In the film, Antwan is the head of a multibillion-dollar gaming company whose success is actually built on lies and deceit. The only reason why Free City is so popular is because of an AI code designed by Millie and Keys that has been hidden with no way of proving it was stolen. And with Free City 2 just days away from release, Antwan will be free of any legal repercussions because the original will be obsolete. But Antwan isn’t interested in making distinctive or original games, as he believes that players only care about those familiar IPs and sequels.
Free Guy’s reflective criticism on the state of gaming, what consumers want, and how the industry treats its female artists and creators apply to the world we live in now. It visualizes that toxicity through Antwan, who constantly demeans his employees through scathing, non-sensical catchphrases, and faulty logic. Those bits really work well for Waititi’s exuberant and boisterous comedic energy. And Comer’s fight for what she deserves is a nice foil to that.
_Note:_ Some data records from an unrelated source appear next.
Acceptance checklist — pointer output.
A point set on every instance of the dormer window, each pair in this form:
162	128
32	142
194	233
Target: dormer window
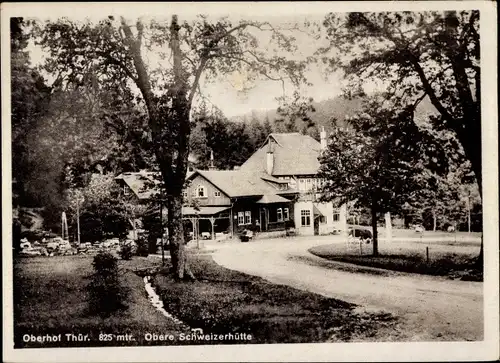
201	191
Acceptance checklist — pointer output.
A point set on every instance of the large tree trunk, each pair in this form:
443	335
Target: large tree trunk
180	266
374	227
434	220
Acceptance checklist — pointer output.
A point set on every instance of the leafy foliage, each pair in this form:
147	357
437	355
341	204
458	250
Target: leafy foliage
381	161
126	252
412	56
102	213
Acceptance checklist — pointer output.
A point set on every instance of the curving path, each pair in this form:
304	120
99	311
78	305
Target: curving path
430	308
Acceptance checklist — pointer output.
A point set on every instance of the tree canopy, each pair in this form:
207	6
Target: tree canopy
412	56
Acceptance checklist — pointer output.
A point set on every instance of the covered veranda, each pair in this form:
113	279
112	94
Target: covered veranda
207	222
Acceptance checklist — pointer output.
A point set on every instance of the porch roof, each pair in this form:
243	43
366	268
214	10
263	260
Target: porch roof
272	198
203	211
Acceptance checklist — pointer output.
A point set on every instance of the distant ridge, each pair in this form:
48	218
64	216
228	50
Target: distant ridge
338	108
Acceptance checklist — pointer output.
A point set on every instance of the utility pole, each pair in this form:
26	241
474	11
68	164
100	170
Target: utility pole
468	210
78	220
161	230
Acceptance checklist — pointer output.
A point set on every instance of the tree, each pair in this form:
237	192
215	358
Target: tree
416	55
102	214
374	163
114	50
29	99
295	114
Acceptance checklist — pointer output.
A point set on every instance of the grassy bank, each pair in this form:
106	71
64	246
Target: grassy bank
51	298
452	263
224	301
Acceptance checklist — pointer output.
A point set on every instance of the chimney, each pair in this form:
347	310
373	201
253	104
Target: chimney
212	166
270	158
323	138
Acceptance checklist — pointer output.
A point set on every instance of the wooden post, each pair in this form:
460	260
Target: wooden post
468	212
161	231
78	220
212	222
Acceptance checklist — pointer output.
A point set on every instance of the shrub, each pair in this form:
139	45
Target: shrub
126	252
142	246
106	295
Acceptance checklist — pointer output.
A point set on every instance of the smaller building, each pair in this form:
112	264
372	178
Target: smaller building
276	189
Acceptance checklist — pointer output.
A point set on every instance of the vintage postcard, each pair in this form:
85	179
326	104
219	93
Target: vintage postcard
250	181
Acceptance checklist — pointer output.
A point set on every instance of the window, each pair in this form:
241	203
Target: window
279	214
201	192
305	216
248	217
286	214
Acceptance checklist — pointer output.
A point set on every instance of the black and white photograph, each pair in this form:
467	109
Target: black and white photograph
263	181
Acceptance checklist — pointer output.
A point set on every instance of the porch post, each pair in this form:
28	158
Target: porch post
212	221
260	219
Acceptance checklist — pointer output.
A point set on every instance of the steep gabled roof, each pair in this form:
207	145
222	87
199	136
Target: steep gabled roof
144	183
294	154
239	183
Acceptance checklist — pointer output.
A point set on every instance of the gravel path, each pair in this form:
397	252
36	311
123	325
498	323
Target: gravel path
430	308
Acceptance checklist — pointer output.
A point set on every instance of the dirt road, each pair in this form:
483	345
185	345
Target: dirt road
430	308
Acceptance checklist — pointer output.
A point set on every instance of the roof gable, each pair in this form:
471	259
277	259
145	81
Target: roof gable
294	154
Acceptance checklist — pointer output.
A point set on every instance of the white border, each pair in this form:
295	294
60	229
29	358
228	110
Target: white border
462	351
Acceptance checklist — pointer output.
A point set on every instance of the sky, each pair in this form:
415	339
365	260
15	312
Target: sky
226	93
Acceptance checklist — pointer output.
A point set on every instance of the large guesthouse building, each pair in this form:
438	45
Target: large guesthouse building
274	190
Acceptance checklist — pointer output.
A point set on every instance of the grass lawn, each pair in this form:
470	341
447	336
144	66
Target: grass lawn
454	261
50	298
223	301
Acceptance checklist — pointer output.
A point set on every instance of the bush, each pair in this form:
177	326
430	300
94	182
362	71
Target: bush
142	246
126	252
106	295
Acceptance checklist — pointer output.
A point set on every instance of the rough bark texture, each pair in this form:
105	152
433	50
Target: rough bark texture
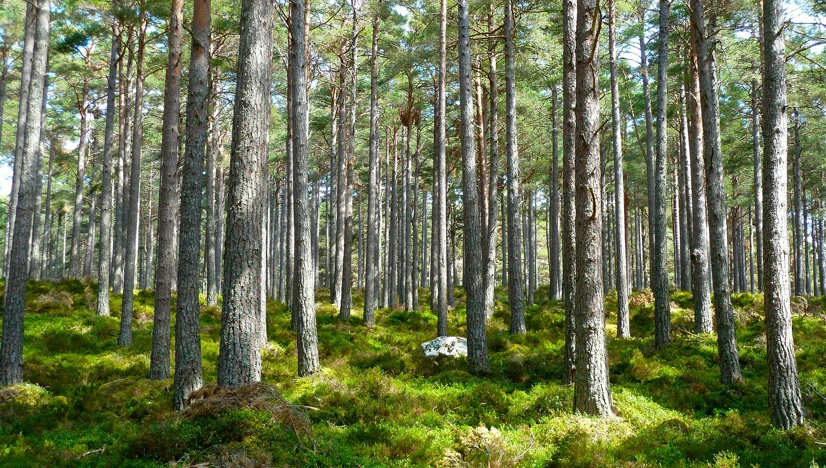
700	278
724	313
476	334
188	375
131	219
623	327
569	45
785	404
304	293
239	359
105	258
592	392
11	346
659	271
168	204
516	299
373	283
440	211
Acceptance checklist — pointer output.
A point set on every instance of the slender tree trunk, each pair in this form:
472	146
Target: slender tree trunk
569	122
623	327
724	313
29	28
373	283
131	238
159	365
515	279
11	346
476	334
592	392
785	405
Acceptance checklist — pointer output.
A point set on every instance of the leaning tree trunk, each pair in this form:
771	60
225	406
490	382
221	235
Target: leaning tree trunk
700	274
188	375
623	327
304	293
569	101
373	283
515	279
131	238
239	359
724	313
476	334
11	344
167	203
105	258
592	391
785	405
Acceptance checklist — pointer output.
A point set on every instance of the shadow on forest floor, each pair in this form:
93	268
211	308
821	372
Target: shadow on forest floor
379	402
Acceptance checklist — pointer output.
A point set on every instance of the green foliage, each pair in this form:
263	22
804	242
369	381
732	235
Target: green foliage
379	402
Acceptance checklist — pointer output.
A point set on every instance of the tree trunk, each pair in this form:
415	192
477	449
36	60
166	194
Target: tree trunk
515	279
29	28
592	392
304	293
476	334
623	327
11	347
159	365
724	314
785	405
131	219
373	283
569	122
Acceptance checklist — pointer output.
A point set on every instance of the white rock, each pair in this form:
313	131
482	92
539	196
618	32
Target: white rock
453	346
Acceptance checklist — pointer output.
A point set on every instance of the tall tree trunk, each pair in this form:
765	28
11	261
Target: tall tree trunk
758	180
77	212
304	295
373	283
515	279
11	344
105	258
700	274
724	313
131	219
159	365
785	405
623	326
29	28
592	392
555	292
569	122
476	334
440	168
239	359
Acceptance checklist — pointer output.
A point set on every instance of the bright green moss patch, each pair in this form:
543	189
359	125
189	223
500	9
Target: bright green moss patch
379	402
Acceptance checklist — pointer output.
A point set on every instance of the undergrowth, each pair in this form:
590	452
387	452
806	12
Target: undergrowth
379	402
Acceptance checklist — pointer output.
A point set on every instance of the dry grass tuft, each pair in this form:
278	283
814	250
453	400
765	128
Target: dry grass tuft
212	400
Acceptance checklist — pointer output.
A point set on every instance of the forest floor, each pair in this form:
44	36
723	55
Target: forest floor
379	402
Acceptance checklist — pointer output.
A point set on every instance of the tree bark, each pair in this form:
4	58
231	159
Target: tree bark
131	219
159	365
569	122
592	392
515	279
11	342
785	405
476	334
239	359
724	313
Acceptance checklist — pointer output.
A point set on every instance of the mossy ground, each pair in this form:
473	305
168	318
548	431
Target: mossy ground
379	402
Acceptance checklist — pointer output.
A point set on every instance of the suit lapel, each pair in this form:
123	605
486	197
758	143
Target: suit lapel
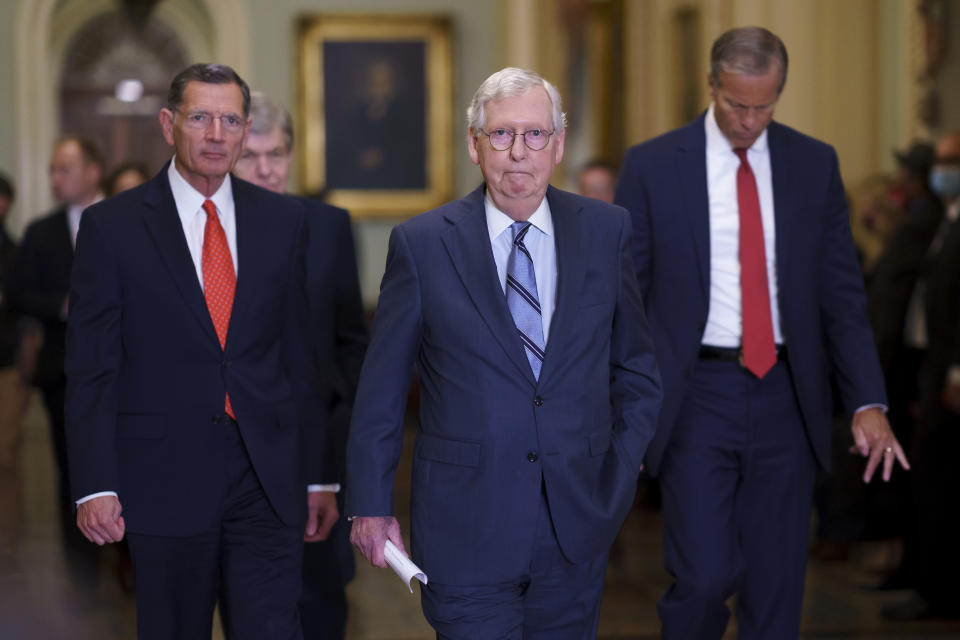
467	243
565	212
691	165
782	200
163	224
250	229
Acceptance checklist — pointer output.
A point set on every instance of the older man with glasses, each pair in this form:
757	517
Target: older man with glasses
519	306
193	422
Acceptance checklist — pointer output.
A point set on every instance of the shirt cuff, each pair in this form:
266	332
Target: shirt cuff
333	488
875	405
96	495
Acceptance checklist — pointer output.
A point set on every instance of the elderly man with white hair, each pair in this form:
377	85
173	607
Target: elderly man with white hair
539	391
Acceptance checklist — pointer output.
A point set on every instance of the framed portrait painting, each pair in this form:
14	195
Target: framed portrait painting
375	111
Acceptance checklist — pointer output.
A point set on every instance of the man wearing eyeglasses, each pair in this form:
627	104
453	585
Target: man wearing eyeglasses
539	391
189	399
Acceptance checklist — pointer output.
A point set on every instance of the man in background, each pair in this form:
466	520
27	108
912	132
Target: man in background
750	279
597	179
938	426
340	336
38	287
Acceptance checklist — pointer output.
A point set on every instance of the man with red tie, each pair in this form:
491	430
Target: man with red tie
754	296
189	397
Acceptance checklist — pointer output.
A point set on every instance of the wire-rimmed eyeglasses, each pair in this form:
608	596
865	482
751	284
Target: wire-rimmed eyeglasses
231	122
502	139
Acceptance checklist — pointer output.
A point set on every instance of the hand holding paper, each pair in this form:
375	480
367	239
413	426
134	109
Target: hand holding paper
402	565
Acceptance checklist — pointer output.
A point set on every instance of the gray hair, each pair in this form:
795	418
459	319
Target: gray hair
510	83
211	74
265	114
748	51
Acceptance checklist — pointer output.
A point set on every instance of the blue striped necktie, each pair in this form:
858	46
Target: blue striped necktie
522	298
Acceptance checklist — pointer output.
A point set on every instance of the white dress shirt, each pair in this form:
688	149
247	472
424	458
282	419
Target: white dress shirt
724	319
189	203
542	245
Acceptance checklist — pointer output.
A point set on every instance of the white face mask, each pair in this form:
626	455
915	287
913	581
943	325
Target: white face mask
945	182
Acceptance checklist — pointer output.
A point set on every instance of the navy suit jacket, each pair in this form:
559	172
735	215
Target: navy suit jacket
146	374
821	297
490	434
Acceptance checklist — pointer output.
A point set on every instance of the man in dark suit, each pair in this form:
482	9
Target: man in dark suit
749	276
190	400
533	423
39	285
938	425
337	326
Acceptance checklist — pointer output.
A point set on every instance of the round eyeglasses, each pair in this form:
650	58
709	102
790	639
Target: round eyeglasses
231	122
502	139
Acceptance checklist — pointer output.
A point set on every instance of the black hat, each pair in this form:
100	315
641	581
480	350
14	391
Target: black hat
917	159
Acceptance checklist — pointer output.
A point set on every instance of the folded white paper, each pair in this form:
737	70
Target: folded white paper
402	565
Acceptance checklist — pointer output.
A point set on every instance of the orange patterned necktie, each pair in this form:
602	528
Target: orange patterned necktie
759	349
219	279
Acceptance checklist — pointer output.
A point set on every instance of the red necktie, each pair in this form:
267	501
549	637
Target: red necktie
759	350
219	279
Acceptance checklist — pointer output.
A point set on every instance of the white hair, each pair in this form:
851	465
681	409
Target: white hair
510	83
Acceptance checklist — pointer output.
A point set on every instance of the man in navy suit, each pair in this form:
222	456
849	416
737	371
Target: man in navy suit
337	327
538	387
755	299
190	400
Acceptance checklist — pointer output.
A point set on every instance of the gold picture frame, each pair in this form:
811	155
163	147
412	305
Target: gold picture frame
375	111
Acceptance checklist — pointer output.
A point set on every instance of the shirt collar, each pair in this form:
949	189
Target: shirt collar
189	201
498	221
718	143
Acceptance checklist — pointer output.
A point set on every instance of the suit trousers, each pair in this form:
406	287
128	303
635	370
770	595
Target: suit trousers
550	599
250	556
737	480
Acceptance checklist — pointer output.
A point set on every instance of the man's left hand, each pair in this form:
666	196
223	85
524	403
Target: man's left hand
322	514
875	441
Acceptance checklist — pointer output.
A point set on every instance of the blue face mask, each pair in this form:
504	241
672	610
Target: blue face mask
945	182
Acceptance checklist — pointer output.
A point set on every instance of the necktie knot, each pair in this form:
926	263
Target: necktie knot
519	232
210	208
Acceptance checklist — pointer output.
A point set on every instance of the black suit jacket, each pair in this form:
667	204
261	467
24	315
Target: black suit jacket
943	311
340	340
38	285
146	373
896	275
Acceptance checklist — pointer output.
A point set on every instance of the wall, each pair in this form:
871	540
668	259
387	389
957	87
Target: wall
273	71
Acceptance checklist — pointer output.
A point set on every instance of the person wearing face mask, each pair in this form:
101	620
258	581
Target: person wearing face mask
938	428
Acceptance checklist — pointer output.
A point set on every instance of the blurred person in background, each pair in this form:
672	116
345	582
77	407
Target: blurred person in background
38	287
126	176
936	561
338	328
597	179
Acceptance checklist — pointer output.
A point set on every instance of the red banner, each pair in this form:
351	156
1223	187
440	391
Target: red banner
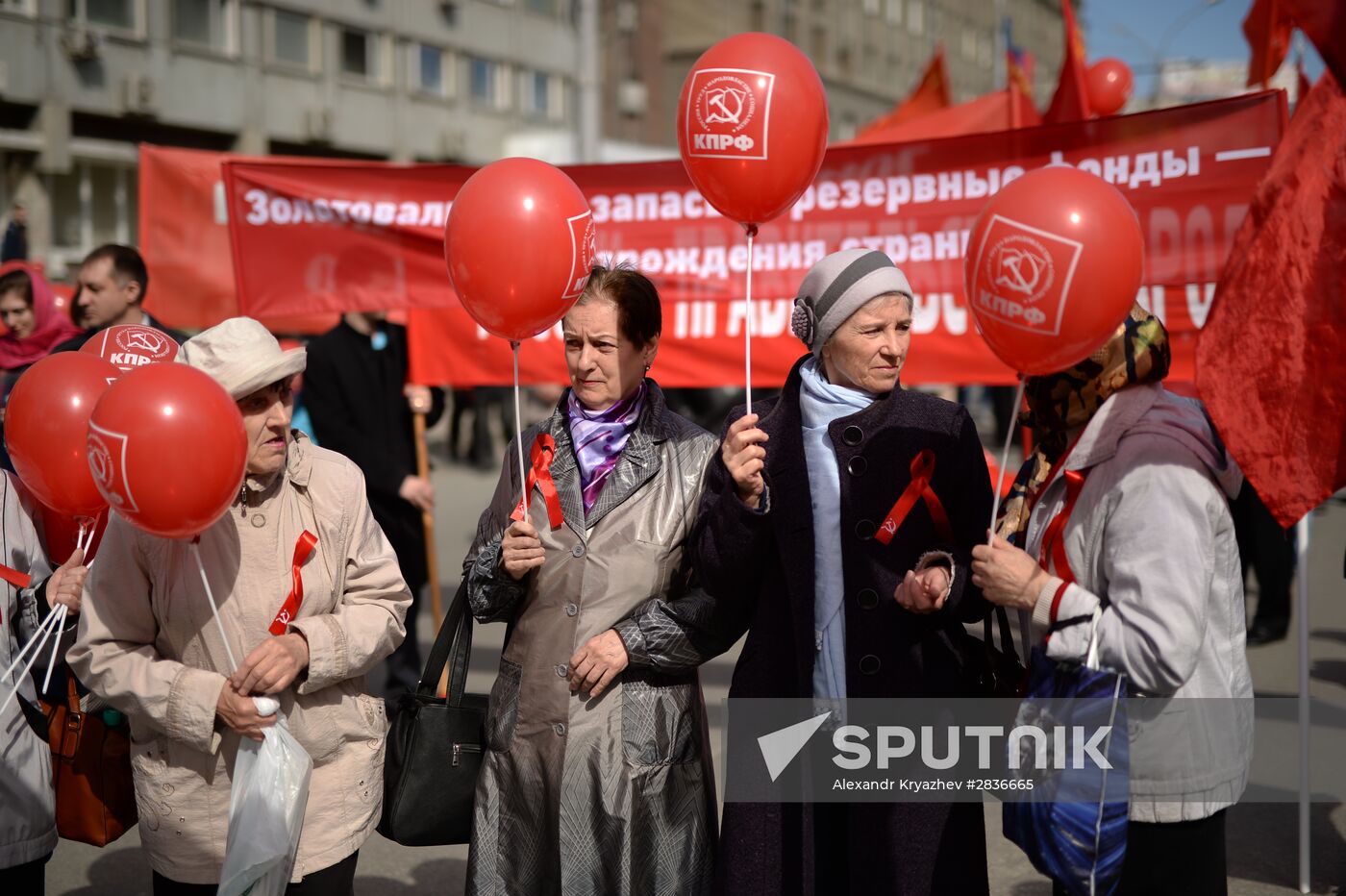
329	236
185	241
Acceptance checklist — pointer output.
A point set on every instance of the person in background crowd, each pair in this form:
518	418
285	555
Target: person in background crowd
113	283
36	326
147	643
27	804
29	311
361	407
598	775
1148	541
1269	551
786	545
15	246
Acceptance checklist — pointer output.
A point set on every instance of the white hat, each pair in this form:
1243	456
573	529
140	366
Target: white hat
241	356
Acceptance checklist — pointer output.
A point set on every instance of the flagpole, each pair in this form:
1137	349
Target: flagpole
1302	586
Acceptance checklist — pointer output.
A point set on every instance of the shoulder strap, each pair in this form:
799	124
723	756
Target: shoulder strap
453	647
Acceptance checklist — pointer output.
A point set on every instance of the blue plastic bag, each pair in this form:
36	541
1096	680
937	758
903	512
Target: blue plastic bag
1080	837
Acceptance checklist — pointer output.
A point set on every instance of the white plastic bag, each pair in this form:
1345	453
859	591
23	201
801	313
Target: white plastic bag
265	811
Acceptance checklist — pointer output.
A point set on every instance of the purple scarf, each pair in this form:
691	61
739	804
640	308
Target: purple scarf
599	437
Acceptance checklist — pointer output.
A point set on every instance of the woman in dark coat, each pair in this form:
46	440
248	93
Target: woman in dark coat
791	542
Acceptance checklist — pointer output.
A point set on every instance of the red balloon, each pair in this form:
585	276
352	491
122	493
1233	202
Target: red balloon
1109	85
46	425
167	450
518	243
1053	268
753	125
130	346
61	535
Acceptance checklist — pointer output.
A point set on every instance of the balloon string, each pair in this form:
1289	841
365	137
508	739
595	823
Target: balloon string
36	643
214	610
56	645
1005	461
518	437
747	326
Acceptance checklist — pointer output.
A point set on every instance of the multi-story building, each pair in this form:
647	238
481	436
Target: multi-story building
870	53
84	81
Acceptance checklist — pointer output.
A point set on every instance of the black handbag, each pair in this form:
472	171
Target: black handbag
996	672
435	745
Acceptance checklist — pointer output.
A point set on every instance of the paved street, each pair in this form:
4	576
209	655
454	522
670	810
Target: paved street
1262	853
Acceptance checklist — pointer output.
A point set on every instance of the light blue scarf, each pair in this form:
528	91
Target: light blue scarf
820	404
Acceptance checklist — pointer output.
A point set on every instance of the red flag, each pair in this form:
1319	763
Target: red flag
1267	29
1323	22
1269	362
1070	103
931	96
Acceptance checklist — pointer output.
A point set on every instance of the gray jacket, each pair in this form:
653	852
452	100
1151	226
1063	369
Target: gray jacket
27	804
1151	542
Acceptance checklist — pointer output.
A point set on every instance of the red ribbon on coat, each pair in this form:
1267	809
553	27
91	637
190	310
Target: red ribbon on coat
541	457
15	578
303	551
922	470
1054	539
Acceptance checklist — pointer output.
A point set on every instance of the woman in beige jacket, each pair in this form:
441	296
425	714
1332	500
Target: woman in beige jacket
148	645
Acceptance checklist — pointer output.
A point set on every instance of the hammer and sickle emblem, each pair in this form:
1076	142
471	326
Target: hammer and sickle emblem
730	104
1019	270
144	340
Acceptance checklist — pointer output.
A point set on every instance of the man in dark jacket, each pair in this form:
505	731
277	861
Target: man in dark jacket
113	282
15	246
356	391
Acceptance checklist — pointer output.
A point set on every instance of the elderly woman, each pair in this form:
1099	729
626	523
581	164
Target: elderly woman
27	802
803	539
1126	501
148	646
598	772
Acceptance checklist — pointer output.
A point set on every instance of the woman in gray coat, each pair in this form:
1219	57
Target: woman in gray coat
598	774
27	804
1126	505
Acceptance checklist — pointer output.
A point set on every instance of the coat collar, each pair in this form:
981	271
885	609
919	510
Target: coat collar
638	464
1117	414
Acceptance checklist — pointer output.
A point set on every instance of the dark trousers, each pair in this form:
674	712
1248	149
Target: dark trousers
334	880
1182	859
29	879
1269	551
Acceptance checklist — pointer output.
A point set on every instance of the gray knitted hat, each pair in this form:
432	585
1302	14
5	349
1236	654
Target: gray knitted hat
837	286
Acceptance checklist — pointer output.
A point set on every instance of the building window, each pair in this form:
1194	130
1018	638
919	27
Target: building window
209	23
757	15
113	13
93	205
542	94
488	84
433	70
292	39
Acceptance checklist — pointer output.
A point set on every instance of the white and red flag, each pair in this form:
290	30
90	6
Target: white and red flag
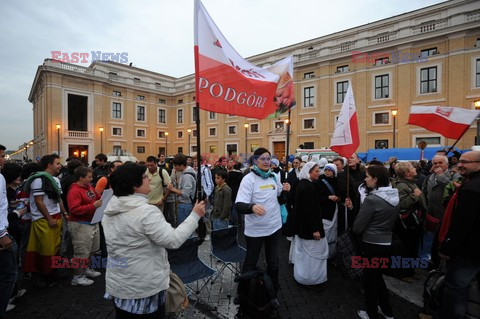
450	122
226	83
345	139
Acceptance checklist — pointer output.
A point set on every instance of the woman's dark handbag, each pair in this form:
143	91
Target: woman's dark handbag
410	219
347	247
431	223
176	298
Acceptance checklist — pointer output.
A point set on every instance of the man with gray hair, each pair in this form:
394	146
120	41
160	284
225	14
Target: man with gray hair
432	189
460	246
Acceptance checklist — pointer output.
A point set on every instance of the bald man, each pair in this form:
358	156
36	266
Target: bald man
461	245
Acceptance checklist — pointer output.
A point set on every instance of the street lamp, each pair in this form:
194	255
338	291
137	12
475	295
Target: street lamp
288	122
246	140
477	107
394	114
101	139
166	144
189	131
58	138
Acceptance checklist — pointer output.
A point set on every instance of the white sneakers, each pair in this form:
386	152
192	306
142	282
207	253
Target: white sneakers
92	273
362	314
380	312
81	280
20	293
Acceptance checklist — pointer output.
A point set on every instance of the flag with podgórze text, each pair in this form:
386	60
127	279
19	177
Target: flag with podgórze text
345	139
228	84
450	122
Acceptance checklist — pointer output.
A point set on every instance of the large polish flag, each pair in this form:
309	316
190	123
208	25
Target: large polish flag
450	122
345	139
226	83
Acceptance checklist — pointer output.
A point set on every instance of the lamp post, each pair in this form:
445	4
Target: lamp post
394	114
25	157
189	131
166	144
288	122
101	139
58	139
246	140
477	138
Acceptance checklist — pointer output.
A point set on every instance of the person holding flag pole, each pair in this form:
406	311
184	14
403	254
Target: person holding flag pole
228	84
378	217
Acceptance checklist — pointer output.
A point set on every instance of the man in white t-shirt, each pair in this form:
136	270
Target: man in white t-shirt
46	209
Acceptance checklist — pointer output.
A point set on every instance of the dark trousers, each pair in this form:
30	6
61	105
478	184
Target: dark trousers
410	240
376	293
122	314
8	276
460	273
254	247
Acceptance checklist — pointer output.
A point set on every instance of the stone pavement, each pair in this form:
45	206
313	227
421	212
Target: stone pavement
340	299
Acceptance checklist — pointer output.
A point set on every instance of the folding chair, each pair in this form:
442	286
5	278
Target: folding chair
185	263
226	250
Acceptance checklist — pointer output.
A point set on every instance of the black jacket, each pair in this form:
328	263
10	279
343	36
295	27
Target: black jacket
308	214
234	178
463	237
328	206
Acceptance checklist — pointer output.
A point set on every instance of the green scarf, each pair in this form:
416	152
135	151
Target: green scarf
264	174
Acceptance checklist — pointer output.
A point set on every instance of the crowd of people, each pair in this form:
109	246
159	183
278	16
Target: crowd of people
419	209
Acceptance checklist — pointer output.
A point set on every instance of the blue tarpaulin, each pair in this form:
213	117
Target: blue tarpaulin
403	154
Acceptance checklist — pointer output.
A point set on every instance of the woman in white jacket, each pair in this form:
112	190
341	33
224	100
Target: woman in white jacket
137	235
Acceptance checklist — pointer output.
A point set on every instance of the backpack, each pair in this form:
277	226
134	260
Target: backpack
203	196
257	296
433	291
160	173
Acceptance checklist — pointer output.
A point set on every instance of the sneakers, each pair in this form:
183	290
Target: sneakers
92	273
380	312
20	293
81	280
362	314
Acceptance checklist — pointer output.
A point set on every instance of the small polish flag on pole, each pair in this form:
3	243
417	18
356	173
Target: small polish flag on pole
451	122
345	139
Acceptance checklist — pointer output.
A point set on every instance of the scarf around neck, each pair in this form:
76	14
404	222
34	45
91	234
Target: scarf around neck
263	174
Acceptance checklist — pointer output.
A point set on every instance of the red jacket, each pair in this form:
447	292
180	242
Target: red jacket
80	202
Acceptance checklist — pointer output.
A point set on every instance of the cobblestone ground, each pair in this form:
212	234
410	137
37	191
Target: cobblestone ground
340	299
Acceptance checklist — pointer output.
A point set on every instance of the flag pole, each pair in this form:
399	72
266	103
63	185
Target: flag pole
197	119
451	148
288	138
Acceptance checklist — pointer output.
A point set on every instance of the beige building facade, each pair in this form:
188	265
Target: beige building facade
429	56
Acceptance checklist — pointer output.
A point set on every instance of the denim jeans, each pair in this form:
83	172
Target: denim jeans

It’s clear there is a trauma between the two, as Antwan stole her work and did not give her the credit that she deserves, and she’ll do anything to get that validation.
It isn’t easy to direct a film with shifting tones and two stories set in two different worlds. Though one may be skimmed, while the other takes larger precedence, Levy finds the fun in showcasing entertaining video game-like action set pieces and Reynold’s brand of comedy while telling a story. Guy’s sunny disposition may be scripted, but it transforms into something charmingly sweet and snide. And during the course of the film, we’ve come to find out that there is more to Guy as his existential crisis arises. That inner conflict, along with the sentience, only helps further the character development, making Guy a more complex NPC.
As energetic and nostalgic as it is, it’s hard to ignore the world-class world-building within Free City, which allows its characters limitless potential to level up and become top players. The Bostonian-inspired city resembles any metropolis, but it also has more to it than what the players and NPCs see. Because there are restrictive areas and hidden codes, finding more becomes plenty engaging for the audience.
Though Free Guy hits theaters at a very unfortunate time of uncertainty, it is one of those films that lives up to its fantasy of being whisked away to a place where we can get away from the problems of the real world. And it serves a lot of that goodness through video game nods, a wide range of video game-specific cameos, and grounded storytelling. Even Christopher Beck’s score even brings out that emotion, especially when he samples his Paperman score. More importantly, Free Guy avoids what previous film adaptations of video games and other simplistic romantic actioners have done before by giving the film emotional depth and a splash of that snarky and sweet humor from Reynolds.